Shel Silverstein

A árvore generosa

Cosac Naïfy, 2006


a lição da Árvore


Socorro Acioli *


Não há nada mais urgente nesse mundo do que uma epidemia incurável de generosidade, essa virtude tão rara e necessária, que nos ensina a viver com a certeza de que a doar amor é o único caminho para ser feliz. A generosidade é bem diferente da caridade sem afeto, o que não serve mais e o que não fará falta, sem olhar nos olhos de quem recebe. Ser generoso é mais, é enxergar a própria alegria no sorriso do outro.
Generosa de verdade é a macieira, personagem principal do livro infantil A árvore generosa, escrito e ilustrado pelo americano Shel Silverstein, traduzido por Fernando Sabino e lançado pela Editora Cosac Naify. O texto original não é recente, já está na 12º edição. Foi publicado pela primeira vez em 1964 — um dos anos em que o Brasil mais precisou de atitudes generosas — mas só algum tempo depois foi traduzido para o português. Agora chega às livrarias em edição bem cuidada, como são todos os livros da Cosac Naify, uma editora que definitivamente conquistou o seu espaço no mercado da literatura infanto-juvenil brasileira.
Voltando ao texto, ele fala da amizade entre um menino e uma árvore, da infância à velhice de cada um. A árvore vai suprindo as necessidades do menino: a vontade de brincar, de comer, de ganhar dinheiro, de viajar, de ter uma casa e, por fim, de descansar.
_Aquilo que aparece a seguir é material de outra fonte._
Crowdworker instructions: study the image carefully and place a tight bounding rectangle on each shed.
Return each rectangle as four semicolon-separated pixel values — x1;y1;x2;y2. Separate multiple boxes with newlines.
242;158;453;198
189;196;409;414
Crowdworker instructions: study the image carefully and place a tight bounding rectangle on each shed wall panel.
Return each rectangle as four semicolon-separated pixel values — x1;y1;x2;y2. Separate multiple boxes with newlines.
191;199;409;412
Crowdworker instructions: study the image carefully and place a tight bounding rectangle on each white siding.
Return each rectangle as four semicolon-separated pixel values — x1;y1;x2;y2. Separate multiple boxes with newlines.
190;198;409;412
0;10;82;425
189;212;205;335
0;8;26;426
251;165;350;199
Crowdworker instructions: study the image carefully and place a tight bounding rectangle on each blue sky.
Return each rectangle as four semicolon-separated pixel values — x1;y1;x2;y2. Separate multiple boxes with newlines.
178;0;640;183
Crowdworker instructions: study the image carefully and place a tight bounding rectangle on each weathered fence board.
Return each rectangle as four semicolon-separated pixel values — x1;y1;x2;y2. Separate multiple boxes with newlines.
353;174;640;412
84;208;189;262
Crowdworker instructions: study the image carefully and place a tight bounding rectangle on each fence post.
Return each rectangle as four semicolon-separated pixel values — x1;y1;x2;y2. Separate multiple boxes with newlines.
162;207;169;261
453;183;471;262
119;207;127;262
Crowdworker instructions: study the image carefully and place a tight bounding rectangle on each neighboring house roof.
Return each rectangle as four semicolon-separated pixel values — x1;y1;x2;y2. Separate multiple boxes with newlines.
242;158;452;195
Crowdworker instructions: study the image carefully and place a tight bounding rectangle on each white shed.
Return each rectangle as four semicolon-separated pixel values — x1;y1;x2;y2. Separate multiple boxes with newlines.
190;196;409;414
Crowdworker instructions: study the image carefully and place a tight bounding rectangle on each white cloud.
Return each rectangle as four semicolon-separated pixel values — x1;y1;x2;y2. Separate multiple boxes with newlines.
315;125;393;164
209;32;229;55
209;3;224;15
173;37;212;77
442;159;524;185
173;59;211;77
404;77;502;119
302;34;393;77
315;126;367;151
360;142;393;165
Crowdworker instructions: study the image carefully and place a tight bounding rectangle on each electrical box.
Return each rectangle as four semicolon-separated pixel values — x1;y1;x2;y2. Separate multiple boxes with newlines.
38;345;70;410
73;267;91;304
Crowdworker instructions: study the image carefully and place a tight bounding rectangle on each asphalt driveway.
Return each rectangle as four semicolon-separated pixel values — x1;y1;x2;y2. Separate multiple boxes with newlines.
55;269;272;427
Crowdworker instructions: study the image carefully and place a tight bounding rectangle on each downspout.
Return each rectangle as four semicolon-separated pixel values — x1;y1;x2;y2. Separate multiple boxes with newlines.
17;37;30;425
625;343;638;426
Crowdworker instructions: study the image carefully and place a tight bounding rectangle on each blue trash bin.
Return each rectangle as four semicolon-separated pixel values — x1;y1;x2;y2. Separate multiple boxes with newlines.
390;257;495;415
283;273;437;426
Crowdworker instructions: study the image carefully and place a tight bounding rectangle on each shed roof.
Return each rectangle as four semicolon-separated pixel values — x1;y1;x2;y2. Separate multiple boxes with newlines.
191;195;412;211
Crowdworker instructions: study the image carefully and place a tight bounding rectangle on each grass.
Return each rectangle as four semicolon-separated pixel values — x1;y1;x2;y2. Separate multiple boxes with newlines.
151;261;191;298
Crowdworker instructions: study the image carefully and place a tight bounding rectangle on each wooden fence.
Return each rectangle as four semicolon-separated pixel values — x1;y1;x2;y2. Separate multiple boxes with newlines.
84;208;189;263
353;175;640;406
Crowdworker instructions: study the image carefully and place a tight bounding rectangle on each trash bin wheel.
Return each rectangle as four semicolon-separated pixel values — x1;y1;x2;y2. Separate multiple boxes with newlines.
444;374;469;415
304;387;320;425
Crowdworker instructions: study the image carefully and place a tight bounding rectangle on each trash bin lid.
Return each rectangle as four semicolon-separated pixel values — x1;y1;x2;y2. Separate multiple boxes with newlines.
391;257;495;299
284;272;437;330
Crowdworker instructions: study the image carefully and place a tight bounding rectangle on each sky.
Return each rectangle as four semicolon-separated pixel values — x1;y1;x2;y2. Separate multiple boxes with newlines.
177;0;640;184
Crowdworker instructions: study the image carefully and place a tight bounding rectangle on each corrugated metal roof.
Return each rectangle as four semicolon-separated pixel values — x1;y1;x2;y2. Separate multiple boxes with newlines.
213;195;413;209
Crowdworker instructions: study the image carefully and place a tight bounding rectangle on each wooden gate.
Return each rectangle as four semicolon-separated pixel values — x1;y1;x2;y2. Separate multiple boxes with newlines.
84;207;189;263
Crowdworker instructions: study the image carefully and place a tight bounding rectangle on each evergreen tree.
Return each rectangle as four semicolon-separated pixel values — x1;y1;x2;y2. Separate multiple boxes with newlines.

É sempre a árvore que doa o que tem de melhor e, com isso, fica feliz. Já o menino, de tanto querer, não consegue encontrar de fato o que poderia garantir a sua felicidade.
Durante a infância, o garoto não precisava de mais nada além do que podia ser e viver estando perto da árvore. Mas a medida em que suas necessidades aumentavam, ele sumia, afastava-se de sua macieira, precisando sofrer um pouco para constatar que a árvore poderia, de maneiras diferentes, ajudá-lo a solucionar os seus problemas de adulto. (Onde está a árvore de cada um de nós? Por que teimamos em viver sempre tão afastados da infância?)
O menino cresce, envelhece, mas o narrador continua a ver a cena do mesmo ângulo — ao lado da árvore — e não deixa de chamá-lo de menino até a última página.
Tentar arriscar qualquer definição para este texto é um esforço em vão. É preciso sentir as palavras, tocar o papel e ser tocado do pelas surpresas do texto. A árvore generosa fala da vida de cada um de maneira diferente a medida em que o leitor vai abrindo as suas metáforas, que são inúmeras. O leitor infantil poderá compreender o texto acompanhando o desenrolar dos fatos a partir do ponto de vista do menino, aquele que ficou no começo da história e que nunca deveria ter crescido. Ao adulto que estará por perto, caberá a tarefa de lançar perguntas e despertar a reflexão sobre a o que é ser generoso. Sim, a hora é essa. Para tornar real o sonho de uma epidemia de generosidade é preciso começar com as crianças.
O adulto poderá iniciar a conversa dizendo que este livro bonito, todo ilustrado, só existe nas mãos do leitor graças a uma árvore generosa que em algum lugar do mundo, deixou-se morrer para transformar-se em papel e depois, em um livro para crianças. E se não existissem árvores generosas? E se não existissem homens generosos para plantar de novo as árvores que tombaram? Assim pode ser que a criança sinta a generosidade nas próprias mãos.
Ainda sobre a materialidade do livro, as ilustrações e a diagramação estão em perfeita harmonia com os momentos de emoção do texto. As frases mais fortes aparecem solitárias, no meio da página branca, tendo a árvore como companhia, fazendo com que toda atenção seja concentrada em orações simples e belíssimas.
Generosidade de verdade é dar de coração aquilo que nos é mais valioso. É emprestar o brinquedo novo para o amigo, visitar o colega doente e ficar em casa com ele em dia de sol, é dar um sorriso para o menino que pede esmola no sinal. Pais e educadores têm inúmeros desafios, mas talvez o maior deles seja o exemplo diário da generosidade, essa virtude rara, que faz tanta falta nesse mundo tão egoísta.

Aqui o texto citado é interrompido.